Cuproptosis, a novel copper-induced cell death pathway, is linked to mitochondrial respiration and mediated by protein lipoylation. The discovery of cuproptosis unfolds new areas of investigation, particularly in cancers. The present study aimed to explore the role of cuproptosis in colorectal cancer progression. The genetic alterations of cuproptosis in colon cancer were evaluated using a database. MTT assays, colony formation, and flow cytometry were used to examine the effect of elesclomol-Cu and 4-Octyl itaconate (4-OI) on colorectal cancer cell and oxaliplatin-resistant cell viability. The anti-tumor effect of elesclomol with 4-OI was verified in vivo assay. The results showed that FDX1, SDHB, DLAT, and DLST genes were more highly expressed in normal tissues than those in primary tumor tissues. Patients with high expressions of these genes in tumor tissues had a better prognosis. Using MTT assay and colony formation analysis, elesclomol-Cu pulse treatment showed significant inhibition of cell viability in HCT116, LoVo, and HCT116-R cells. In addition, flow cytometry revealed elesclomol-Cu significantly promoted apoptosis. Tetrathiomolybdate, a copper chelator, markedly inhibited cuproptosis. Subsequently, we found 2-deoxy-D-glucose, a glucose metabolism inhibitor, sensitized cuproptosis. Furthermore, galactose further promoted cuproptosis. Interestingly, 4-OI significantly enhanced cuproptosis which was irrelevant to ROS production, apoptosis, necroptosis, or pyroptosis pathways. Aerobic glycolysis was inhibited by 4-OI through GAPDH, one of the key enzymes of glycolysis, sensitizing cuproptosis. Meanwhile, FDX1 knockdown weakened the ability of 4-OI to promote cuproptosis. In vivo experiments, 4-OI with elesclomol-Cu showed better anti-tumor effects. These results indicated that elesclomol-Cu rapidly halted cell growth in colorectal cancer cells and oxaliplatin-resistant cell line. Importantly, we revealed that 4-OI inhibited aerobic glycolysis by targeting GAPDH to promote cuproptosis.

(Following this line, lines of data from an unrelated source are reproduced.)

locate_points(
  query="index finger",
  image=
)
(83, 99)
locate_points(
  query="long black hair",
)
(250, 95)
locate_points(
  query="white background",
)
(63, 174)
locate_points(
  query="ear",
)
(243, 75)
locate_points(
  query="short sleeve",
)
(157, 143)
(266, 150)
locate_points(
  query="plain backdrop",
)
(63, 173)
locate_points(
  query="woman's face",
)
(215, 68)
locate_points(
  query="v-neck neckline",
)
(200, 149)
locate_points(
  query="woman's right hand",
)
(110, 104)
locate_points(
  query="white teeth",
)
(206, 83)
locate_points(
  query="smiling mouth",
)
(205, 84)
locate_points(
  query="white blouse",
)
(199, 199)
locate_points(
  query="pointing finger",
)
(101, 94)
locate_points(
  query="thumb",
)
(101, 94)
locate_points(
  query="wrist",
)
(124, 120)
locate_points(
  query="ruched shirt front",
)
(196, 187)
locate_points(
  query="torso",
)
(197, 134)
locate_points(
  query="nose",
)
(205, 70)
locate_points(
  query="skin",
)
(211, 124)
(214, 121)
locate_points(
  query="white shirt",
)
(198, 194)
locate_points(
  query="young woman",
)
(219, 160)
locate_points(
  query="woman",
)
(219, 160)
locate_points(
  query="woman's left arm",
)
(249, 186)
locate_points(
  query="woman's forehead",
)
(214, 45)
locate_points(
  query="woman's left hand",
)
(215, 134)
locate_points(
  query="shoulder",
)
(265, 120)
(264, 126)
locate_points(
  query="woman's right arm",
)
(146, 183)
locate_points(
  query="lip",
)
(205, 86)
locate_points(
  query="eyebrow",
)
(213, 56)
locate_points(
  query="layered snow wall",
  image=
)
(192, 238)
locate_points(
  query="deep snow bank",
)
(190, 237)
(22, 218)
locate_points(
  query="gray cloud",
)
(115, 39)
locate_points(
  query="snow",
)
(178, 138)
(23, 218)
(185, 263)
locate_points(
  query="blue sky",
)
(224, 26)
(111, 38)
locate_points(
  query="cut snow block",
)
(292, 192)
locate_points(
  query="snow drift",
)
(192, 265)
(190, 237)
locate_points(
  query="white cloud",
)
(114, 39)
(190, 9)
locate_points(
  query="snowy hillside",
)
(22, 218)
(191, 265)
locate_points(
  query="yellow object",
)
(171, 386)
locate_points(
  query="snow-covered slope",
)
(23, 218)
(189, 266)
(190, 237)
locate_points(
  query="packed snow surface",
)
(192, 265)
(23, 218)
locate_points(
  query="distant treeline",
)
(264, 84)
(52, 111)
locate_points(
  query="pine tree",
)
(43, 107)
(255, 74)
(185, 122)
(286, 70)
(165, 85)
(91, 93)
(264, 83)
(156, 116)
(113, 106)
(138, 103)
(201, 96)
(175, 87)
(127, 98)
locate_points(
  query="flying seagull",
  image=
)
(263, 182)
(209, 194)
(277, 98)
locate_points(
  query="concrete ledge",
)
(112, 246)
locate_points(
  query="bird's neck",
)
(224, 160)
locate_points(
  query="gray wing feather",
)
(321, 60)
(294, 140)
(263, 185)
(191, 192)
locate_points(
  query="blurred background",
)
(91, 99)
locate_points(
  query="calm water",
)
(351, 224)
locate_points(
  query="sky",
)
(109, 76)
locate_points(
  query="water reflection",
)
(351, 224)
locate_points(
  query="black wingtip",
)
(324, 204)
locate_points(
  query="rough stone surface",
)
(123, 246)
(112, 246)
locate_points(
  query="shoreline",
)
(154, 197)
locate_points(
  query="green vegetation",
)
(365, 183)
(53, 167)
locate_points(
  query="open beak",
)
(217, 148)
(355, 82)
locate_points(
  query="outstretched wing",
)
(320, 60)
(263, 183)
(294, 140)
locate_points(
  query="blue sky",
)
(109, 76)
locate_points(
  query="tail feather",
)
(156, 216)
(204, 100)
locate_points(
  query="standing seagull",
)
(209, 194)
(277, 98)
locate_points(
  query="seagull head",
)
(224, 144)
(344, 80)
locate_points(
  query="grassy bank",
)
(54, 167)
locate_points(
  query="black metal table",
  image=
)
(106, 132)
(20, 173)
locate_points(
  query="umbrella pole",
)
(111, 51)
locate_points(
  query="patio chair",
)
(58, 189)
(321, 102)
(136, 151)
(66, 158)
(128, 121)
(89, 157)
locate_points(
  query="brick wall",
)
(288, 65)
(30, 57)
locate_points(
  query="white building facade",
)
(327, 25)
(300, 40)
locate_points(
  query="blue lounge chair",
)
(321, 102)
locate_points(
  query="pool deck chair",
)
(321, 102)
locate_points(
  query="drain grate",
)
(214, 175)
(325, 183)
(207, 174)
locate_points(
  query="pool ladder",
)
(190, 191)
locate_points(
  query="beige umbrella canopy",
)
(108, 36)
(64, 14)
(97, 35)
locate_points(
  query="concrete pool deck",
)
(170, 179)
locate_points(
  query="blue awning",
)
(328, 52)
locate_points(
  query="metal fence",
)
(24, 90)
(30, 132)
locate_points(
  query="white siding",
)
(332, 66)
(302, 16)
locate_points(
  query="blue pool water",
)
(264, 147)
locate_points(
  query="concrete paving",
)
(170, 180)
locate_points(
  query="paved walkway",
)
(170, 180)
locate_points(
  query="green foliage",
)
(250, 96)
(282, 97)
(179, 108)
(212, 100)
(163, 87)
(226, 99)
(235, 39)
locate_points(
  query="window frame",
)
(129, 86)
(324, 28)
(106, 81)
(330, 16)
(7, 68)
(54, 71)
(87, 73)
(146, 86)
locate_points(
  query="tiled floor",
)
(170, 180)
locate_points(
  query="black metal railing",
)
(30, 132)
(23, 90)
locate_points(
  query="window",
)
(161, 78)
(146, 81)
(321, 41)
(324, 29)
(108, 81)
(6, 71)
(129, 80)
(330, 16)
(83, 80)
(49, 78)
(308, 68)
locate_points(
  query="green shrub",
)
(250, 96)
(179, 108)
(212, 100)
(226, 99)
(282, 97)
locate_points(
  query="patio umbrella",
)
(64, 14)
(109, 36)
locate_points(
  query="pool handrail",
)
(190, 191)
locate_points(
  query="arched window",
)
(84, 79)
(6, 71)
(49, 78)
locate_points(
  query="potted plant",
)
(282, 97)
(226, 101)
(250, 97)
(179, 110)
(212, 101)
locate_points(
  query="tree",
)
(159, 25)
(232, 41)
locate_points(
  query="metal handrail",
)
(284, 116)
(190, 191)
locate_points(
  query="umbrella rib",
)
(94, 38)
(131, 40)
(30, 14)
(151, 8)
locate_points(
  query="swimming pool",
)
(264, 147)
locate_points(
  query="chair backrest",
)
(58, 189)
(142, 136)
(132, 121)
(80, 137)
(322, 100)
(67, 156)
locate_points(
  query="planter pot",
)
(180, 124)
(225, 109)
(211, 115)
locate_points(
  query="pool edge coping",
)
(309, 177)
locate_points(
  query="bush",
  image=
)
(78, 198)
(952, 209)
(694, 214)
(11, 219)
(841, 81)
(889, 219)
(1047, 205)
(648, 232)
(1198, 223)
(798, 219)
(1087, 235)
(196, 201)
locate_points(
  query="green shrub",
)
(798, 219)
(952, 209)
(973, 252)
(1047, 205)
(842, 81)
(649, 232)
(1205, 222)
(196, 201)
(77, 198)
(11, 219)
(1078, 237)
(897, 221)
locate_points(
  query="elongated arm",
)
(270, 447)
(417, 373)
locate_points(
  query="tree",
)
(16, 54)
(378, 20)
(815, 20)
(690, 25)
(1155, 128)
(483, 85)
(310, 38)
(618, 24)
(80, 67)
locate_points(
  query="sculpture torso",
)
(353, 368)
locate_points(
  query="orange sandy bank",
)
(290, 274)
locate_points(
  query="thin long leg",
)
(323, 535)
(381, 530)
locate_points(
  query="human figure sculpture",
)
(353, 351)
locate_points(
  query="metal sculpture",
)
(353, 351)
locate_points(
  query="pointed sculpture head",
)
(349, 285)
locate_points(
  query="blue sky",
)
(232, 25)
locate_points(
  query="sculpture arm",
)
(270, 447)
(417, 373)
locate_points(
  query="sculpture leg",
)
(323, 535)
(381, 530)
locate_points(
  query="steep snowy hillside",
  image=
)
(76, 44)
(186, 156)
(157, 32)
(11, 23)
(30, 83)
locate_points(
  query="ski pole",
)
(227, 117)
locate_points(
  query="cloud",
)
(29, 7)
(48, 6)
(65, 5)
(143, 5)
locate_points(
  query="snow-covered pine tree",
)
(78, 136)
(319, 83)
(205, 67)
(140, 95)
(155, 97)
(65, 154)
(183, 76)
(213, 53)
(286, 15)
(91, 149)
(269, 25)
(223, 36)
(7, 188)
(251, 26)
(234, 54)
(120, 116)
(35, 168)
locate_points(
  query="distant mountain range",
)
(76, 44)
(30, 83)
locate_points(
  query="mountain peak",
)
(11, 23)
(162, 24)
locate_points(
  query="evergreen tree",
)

Cuproptosis 是一种新型的铜诱导细胞死亡途径，与线粒体呼吸有关，并由蛋白质脂肪化介导。铜下垂的发现开启了新的研究领域，尤其是在癌症领域。本研究旨在探讨铜质下垂在结直肠癌进展中的作用。使用数据库评估了结肠癌中 cuproptosis 的遗传改变。MTT 测定、集落形成和流式细胞术用于检测艾司氯醇-铜和衣康酸 4-辛酯 (4-OI) 对结直肠癌细胞和奥沙利铂耐药细胞活力的影响。体内试验验证了 elesclomol 与 4-OI 的抗肿瘤作用。结果显示，FDX1、SDHB、DLAT、DLST基因在正常组织中的表达高于原发性肿瘤组织。这些基因在肿瘤组织中高表达的患者预后较好。使用 MTT 测定和集落形成分析，elesclomol-Cu 脉冲处理显着抑制 HCT116、LoVo 和 HCT116-R 细胞的细胞活力。此外，流式细胞术显示 elesclomol-Cu 显着促进细胞凋亡。Tetrathiomolybdate 是一种铜螯合剂，可显着抑制铜下垂。随后，我们发现 2-脱氧-D-葡萄糖，一种葡萄糖代谢抑制剂，可引起铜细胞凋亡。此外，半乳糖进一步促进了铜下垂。有趣的是，4-OI 显着增强了与 ROS 产生、细胞凋亡、坏死性凋亡或细胞焦亡途径无关的铜凋亡。有氧糖酵解被 4-OI 通过 GAPDH 抑制，GAPDH 是糖酵解的关键酶之一，使铜细胞凋亡敏感。同时，FDX1 敲低削弱了 4-OI 促进铜下垂的能力。在体内实验中，4-OI 与 elesclomol-Cu 显示出更好的抗肿瘤作用。这些结果表明，elesclomol-Cu 可迅速阻止结直肠癌细胞和奥沙利铂耐药细胞系中的细胞生长。重要的是，我们发现 4-OI 通过靶向 GAPDH 来促进铜凋亡来抑制有氧糖酵解。